If you find yourself outdoors when a thunderstorm or a lighting storm hits:

  • Seek shelter in an enclosed large building to stay as safe as possible from a lighting strike. If there is no building nearby, go inside a vehicle with a hardtop (not a convertible).
  • Stay approximately 15 feet away from others so a lightning bolt cannot skip from one person to another.
  • Do not seek shelter in a tent, shed, pavilion or picnic area.
  • Do not seek shelter under a tree, as lighting is attracted to tall objects.
  • Stay away from all bodies of water, including swimming pools.
  • Avoid open areas, and the tops of hills or high ground.
  • Do not use your cell phone.
  • Do not touch anything metal such as sheds, fences, bicycles or golf clubs
  • Stay inside the shelter for 30 minutes after you hear the last clap of thunder.
  • If lighting is close by, make yourself as small as possible by crouching down, keeping your head down and pulling your feet as close as you can to your body.

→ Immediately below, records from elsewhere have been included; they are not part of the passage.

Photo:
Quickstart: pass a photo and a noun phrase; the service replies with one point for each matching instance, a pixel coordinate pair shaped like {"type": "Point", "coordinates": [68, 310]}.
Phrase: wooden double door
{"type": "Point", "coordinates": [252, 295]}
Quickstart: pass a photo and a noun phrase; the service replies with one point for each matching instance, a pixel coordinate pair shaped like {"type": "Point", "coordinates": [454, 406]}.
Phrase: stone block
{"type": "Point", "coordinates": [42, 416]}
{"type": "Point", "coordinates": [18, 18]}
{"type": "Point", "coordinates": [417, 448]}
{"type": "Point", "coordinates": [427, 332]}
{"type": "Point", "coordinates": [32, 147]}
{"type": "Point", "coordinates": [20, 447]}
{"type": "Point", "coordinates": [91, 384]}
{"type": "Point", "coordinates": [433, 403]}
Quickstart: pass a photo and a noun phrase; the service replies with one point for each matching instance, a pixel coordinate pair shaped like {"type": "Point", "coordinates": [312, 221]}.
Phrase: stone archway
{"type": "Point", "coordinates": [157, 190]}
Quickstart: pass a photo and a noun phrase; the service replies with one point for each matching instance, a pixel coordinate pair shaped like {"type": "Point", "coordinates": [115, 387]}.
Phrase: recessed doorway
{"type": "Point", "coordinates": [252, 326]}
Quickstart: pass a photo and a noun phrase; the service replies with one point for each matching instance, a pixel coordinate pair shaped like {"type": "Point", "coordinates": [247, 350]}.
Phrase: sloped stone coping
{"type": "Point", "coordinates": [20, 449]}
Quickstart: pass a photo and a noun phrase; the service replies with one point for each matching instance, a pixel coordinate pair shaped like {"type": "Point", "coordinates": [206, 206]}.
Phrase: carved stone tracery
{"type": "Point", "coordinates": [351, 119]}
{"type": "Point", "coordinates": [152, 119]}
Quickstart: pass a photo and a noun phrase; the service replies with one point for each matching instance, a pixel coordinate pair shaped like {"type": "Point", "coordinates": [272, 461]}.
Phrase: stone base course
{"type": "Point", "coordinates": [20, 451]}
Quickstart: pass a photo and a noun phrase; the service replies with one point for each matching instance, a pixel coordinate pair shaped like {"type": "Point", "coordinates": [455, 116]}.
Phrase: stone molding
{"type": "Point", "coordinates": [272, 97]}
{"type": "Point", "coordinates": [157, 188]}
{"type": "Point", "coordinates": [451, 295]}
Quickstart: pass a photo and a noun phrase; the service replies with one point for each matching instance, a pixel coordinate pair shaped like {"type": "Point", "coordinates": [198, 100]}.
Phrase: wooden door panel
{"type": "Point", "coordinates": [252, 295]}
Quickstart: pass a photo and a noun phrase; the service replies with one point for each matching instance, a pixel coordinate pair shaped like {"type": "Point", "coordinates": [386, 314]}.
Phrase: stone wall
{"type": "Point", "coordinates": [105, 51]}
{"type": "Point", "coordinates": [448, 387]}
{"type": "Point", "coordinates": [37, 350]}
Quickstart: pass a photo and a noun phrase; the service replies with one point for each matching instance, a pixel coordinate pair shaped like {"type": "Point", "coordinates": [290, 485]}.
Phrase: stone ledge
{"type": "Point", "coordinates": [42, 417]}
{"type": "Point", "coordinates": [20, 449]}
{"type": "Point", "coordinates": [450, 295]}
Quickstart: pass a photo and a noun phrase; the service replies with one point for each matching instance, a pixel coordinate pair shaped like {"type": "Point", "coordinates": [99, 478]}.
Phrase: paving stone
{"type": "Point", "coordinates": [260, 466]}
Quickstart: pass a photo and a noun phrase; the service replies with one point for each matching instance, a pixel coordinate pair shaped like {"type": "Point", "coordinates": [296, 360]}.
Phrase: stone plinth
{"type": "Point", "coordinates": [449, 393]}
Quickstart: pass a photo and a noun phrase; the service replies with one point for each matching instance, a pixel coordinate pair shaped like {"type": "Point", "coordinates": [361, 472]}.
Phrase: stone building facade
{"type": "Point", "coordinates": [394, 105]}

Do not lie down; you want to make yourself as small as possible to give the lighting the smallest target you can. Keep your hands over your ears to protect your hearing.
  • If you are driving when the storm hits, stop your car on the side of the road and stay inside. Keep the doors shut and the windows closed.

Windstorm Safety Tips

Many times high winds accompany thunderstorms, Nor' easters and hurricanes. In this situation, follow the safety tips for thunderstorms. High winds can also be attributed to changes in air pressure. If you are caught outside in a windstorm, the following tips will help keep you safe:

  • Stand close to a building or go inside a sheltered area if possible.
  • If you are walking outside, make sure to hold onto handrails, if available.
  • Do not use high outdoor walkways or go onto rooftops.
  • Pay close attention to flying debris, including street signs, yard objects or things being blown off of balconies.
  • Do not stand under a tree, as limbs often break off from the high winds.
  • Watch out for power lines that have fallen. If you see one do not touch anything it could be touching.
  • If you are inside your vehicle and a power line falls on it, stay put. Be very careful not to touch any part of the metal frame. Honk your horn to attract attention and roll down your window to warn anyone who approaches your vehicle. Tell them the situation and have them call 911.
  • Stay away from roadways and railroad tracks, as a high gust of wind could blow you into the path of an oncoming vehicle or train.
  • If you are in your car, pull over to the side of the road. If you cannot pull over, drive very slowly and keep both hands on the steering wheel. Allow extra distance for the cars next to you, as a high wind gust can push a car out of its lane.
  • Be extra cautious near high vehicles such as tractor trailers, buses, vans and RVs. They can be easily pushed out of their lane or flipped over by high wind gusts.

Stay Safe Until the Storm Passes

Each year there are hundreds of storm-related accidents resulting in numerous injuries and fatalities. Following the procedures for outdoor storm safety will help keep you free from harm in times of severe weather conditions.